In the present case, it is observed that the national courts’ decisions were given on the basis of domestic law and the particular circumstances of the cases. The Court finds no element to conclude that the domestic courts acted in an arbitrary or unreasonable manner in establishing the facts or interpreting the domestic law. There is therefore no appearance of a violation of Article 6 § 1 in this respect.
In the light of the foregoing, the Court finds that this part of the application should be rejected as being manifestly ill-founded, pursuant to Article 35 §§ 3 and 4 of the Convention.
b. Concerning the criminal proceedings brought against the applicant
The Court observes that the applicant complains about the fairness of the two criminal proceedings which were brought against him before the Muğla Assize Court. It recalls in this connection that the first set of proceedings ended with the acquittal of the applicant. Thus, any alleged unfairness in his trial must be considered to have been rectified by the judgment acquitting him. As a result, he can no longer claim to be a victim of the alleged violation (Ketenoğlu v. Turkey, nos. 29360/95 and 29361/95, §§ 36-37, 25 September 2001). It follows that this complaint is manifestly ill-founded within the meaning of Article 35 § 3 of the Convention and must be rejected pursuant to Article 35 § 4.
The second set of criminal proceedings, in which the first instance court decided to suspend the applicant’s sentence, is still pending before the Court of Cassation. As a result, this part of the application is premature and should be rejected for non-exhaustion of domestic remedies within the meaning of Article 35 §§ 1 and 4 of the Convention.

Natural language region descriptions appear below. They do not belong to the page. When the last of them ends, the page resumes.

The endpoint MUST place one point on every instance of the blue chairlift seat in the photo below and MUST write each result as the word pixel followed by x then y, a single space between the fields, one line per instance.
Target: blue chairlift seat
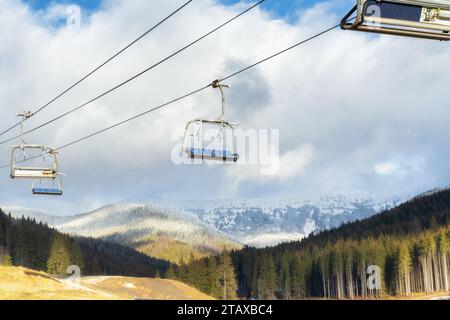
pixel 47 191
pixel 212 154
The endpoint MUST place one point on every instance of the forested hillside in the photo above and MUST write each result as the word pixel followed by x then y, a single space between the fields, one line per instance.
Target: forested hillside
pixel 23 242
pixel 410 245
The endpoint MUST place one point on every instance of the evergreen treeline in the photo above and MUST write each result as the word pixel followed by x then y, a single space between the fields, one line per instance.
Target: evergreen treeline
pixel 23 242
pixel 409 245
pixel 213 275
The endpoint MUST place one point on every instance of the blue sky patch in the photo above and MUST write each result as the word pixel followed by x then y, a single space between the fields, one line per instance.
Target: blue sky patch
pixel 280 8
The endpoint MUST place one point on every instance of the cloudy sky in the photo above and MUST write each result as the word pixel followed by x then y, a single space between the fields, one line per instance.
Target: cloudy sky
pixel 354 111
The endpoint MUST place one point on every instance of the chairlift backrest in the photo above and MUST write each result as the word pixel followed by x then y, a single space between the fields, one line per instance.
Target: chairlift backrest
pixel 223 153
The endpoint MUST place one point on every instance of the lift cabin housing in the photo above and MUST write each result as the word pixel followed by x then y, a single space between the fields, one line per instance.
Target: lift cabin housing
pixel 409 18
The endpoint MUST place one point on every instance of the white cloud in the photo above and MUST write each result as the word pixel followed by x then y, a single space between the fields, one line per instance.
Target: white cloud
pixel 358 99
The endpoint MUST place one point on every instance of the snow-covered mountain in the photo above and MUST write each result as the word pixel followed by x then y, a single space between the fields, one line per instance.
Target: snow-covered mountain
pixel 169 230
pixel 270 222
pixel 165 233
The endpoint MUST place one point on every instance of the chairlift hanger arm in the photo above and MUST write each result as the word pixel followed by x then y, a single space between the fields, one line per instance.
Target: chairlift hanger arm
pixel 409 18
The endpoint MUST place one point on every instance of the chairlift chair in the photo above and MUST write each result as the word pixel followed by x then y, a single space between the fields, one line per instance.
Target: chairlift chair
pixel 55 189
pixel 410 18
pixel 20 155
pixel 223 154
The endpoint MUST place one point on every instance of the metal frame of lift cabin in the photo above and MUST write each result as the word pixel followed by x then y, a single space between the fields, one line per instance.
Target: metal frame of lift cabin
pixel 409 18
pixel 208 154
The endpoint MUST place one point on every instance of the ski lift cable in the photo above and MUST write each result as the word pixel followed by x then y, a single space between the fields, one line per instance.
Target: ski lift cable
pixel 135 76
pixel 185 95
pixel 100 66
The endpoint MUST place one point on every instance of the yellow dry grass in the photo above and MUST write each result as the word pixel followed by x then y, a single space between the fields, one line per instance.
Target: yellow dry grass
pixel 23 284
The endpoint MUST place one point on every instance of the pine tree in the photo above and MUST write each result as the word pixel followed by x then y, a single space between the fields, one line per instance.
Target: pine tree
pixel 227 277
pixel 59 259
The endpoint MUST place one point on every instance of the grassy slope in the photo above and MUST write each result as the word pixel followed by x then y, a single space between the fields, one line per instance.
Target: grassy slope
pixel 23 284
pixel 174 251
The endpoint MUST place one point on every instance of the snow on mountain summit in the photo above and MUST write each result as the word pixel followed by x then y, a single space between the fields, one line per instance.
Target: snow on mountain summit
pixel 263 222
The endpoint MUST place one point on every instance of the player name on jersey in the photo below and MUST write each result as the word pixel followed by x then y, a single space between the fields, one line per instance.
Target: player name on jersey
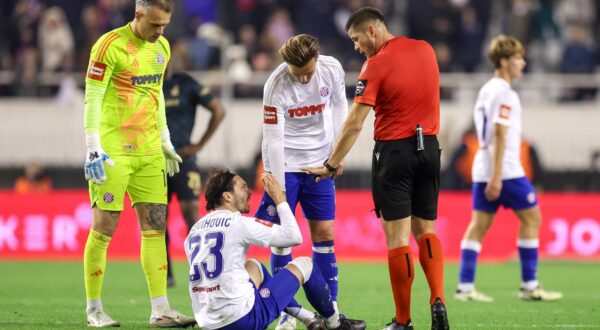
pixel 216 222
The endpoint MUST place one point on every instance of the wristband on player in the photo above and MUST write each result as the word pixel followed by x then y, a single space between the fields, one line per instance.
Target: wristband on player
pixel 329 167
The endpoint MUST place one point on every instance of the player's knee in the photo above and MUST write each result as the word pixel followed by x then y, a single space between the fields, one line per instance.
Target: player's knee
pixel 322 231
pixel 281 251
pixel 254 269
pixel 304 266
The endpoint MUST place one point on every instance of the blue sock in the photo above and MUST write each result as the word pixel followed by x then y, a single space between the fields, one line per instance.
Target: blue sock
pixel 280 259
pixel 528 254
pixel 324 257
pixel 468 262
pixel 318 294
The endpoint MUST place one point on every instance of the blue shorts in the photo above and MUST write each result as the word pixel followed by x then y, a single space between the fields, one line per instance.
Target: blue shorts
pixel 316 198
pixel 516 194
pixel 271 298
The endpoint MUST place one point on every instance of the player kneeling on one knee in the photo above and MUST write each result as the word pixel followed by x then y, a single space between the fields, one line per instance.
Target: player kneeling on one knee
pixel 230 292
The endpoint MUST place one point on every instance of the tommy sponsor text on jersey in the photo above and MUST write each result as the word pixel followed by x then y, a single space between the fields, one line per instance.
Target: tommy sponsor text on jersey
pixel 497 103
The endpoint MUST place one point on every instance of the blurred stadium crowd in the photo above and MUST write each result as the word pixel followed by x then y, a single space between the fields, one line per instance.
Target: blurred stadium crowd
pixel 56 35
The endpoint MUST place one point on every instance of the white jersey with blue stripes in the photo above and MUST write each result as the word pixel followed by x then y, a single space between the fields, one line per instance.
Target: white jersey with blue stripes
pixel 216 249
pixel 497 103
pixel 302 121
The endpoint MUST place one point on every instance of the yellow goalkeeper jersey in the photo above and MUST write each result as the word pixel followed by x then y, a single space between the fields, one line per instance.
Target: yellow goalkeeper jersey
pixel 131 70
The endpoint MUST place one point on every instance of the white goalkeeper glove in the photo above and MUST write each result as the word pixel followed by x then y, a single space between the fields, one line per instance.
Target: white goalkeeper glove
pixel 95 159
pixel 173 159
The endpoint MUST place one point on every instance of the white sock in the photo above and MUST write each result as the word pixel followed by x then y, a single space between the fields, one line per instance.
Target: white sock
pixel 300 313
pixel 94 303
pixel 333 321
pixel 159 305
pixel 530 285
pixel 466 287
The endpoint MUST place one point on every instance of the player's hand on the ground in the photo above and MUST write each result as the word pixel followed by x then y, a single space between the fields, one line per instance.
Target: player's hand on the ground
pixel 338 170
pixel 493 189
pixel 173 159
pixel 320 173
pixel 94 164
pixel 272 188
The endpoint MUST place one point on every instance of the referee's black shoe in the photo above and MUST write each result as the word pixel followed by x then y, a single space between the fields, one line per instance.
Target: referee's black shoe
pixel 350 324
pixel 439 316
pixel 398 326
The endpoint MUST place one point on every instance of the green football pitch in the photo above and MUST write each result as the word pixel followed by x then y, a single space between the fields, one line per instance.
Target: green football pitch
pixel 50 295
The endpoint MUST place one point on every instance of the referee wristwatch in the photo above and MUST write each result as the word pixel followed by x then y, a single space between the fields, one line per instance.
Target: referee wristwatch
pixel 329 167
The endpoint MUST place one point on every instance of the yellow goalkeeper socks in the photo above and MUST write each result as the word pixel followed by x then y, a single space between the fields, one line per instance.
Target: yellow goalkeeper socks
pixel 94 263
pixel 154 261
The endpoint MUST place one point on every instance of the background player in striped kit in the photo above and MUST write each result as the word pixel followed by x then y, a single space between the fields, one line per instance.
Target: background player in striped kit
pixel 498 176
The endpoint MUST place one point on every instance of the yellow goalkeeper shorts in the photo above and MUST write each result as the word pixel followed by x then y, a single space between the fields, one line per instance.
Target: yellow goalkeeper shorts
pixel 144 179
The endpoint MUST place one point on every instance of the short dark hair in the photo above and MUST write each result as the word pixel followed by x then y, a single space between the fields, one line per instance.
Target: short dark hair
pixel 219 181
pixel 504 46
pixel 165 5
pixel 300 49
pixel 364 14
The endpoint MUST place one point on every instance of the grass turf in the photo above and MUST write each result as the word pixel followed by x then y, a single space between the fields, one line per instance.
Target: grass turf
pixel 50 295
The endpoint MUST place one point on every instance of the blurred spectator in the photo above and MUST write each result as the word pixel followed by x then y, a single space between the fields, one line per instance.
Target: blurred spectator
pixel 112 13
pixel 56 41
pixel 279 28
pixel 579 57
pixel 27 69
pixel 33 181
pixel 520 20
pixel 594 172
pixel 197 13
pixel 86 35
pixel 468 54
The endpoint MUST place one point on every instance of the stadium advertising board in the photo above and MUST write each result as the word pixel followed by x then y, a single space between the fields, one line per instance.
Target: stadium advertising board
pixel 56 226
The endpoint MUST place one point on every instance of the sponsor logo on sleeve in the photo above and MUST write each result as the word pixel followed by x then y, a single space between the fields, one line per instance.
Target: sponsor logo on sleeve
pixel 270 115
pixel 264 222
pixel 271 210
pixel 97 71
pixel 361 85
pixel 108 198
pixel 504 111
pixel 265 292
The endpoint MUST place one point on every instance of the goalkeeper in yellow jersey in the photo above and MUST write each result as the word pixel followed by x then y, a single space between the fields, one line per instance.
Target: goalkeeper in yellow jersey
pixel 129 150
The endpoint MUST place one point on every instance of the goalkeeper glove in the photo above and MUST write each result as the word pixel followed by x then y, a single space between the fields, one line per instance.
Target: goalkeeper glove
pixel 95 159
pixel 173 159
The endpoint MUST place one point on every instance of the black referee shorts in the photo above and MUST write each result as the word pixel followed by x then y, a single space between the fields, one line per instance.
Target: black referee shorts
pixel 406 181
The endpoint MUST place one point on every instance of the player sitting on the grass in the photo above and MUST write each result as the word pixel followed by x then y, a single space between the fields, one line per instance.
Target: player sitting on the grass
pixel 498 176
pixel 230 292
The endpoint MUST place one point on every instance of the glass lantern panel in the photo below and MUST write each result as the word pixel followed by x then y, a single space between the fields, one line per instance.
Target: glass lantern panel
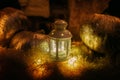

The Court notes that none of the proceedings brought against the applicant concerned his trade union membership. There is nothing in the case file to support the applicant’s allegations in this respect. It therefore finds that the applicant’s submissions under Article 11 are unsubstantiated and should be rejected as being manifestly ill-founded within the meaning of Article 35 §§ 3 and 4 of the Convention.
The Court considers that this complaint should be examined from the standpoint of Article 1 of Protocol No. 1.
In the present case, the applicant passed an exam to obtain a post as a civil servant at the PTT. Although he succeeded, he was not immediately given a new job. However, it is clear from the documents in the file that the applicant was appointed to his new post on 7 February 2003 and that the administrative courts awarded him pecuniary compensation for his monthly salaries and related monetary entitlements for the period during which he had been entitled to assume his duties. As a result, there is no appearance of any violation of the applicant’s rights under Article 1 of Protocol No.1 of the Convention.
It follows that this part of the application should also be rejected as being manifestly ill-founded pursuant to Article 35 §§ 3 and 4 of the Convention.
For these reasons, the Court unanimously
Decides to adjourn the examination of the applicant’s complaints concerning Article 3 of the Convention;
Declares the remainder of the application inadmissible.